Kulze also created a host of other wellness resources including “Dr. Ann’s 10 Step Diet” (2004 Greenleaf Book Group), DVDs, CDs, grocery lists, and webinars to further deliver her wellness message. Her website is an online compendium of wellness and nutrition information.

Never would have thought

Looking back on her original leap of faith, Kulze admits that she never would have envisioned her career working out the way it has.

And that leap of faith, she says, was not only a scary time, but also it was filled with much sadness as well.

“I agonized over it for about two-and-one-half years,” Kulze recalls. “I wanted to do it, but the struggle was, you know, am I nuts to be walking away from a practice that is so successful, that gives me a healthy income stream? And the other thing was leaving my patients. I kept thinking of all the people who were so dependent on me. That was the most agonizing part of it.”

Ironically, it was a long-time patient who, when informed by Kulze of the push-pull decision-making she was going through, sat her down and helped her come to grips with her decision.

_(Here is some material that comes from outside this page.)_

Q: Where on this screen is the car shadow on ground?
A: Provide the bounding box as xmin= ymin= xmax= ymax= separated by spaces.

“I’ll never forget,” she recalls. “He literally took me by the hand, he put me on the examination table sitting up, and then he sat in a chair. He asked what was wrong, and I told him that I wanted to do this wellness thing, but that I was agonizing over leaving my patients. He looked at me and he said, ‘Doc, you need to follow your heart. And I can tell you right now — if you had this conversation with every one of your patients, they would tell you just what I’m going to tell you. You need to do it. We know that you know how you can help the most people.’ And that was incredibly liberating.”

Living the message

Today, Kulze lives with her husband and four children in her native Charleston, S.C. She serves on the Medical Advisory Board for the Wellness Councils of America, the Board of Directors for the Prevent Cancer Foundation, the Scientific Advisory Board for Exercise TV, and the Charleston County School District’s Health and Wellness Committee.

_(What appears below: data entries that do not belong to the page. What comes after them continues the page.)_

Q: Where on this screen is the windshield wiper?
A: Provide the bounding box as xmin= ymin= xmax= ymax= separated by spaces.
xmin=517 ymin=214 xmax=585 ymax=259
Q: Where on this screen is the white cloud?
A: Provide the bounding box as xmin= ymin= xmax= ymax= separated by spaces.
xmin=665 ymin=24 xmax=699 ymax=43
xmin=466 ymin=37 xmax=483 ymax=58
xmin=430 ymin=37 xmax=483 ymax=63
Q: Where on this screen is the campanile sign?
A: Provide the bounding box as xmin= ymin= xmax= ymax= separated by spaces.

And, she practices what she preaches.

“I totally live my message,” Kulze says. “I always say to people, there’s no way I could speak with the passion and the energy and really the authenticity it requires to change people’s behaviors unless I lived this message. And I always tell people, it’s not the destination, it’s the journey. Nothing feels better than motivating, educating, and really helping people improve their own health and vitality. It’s a feeling that words cannot describe. It’s just incredible.”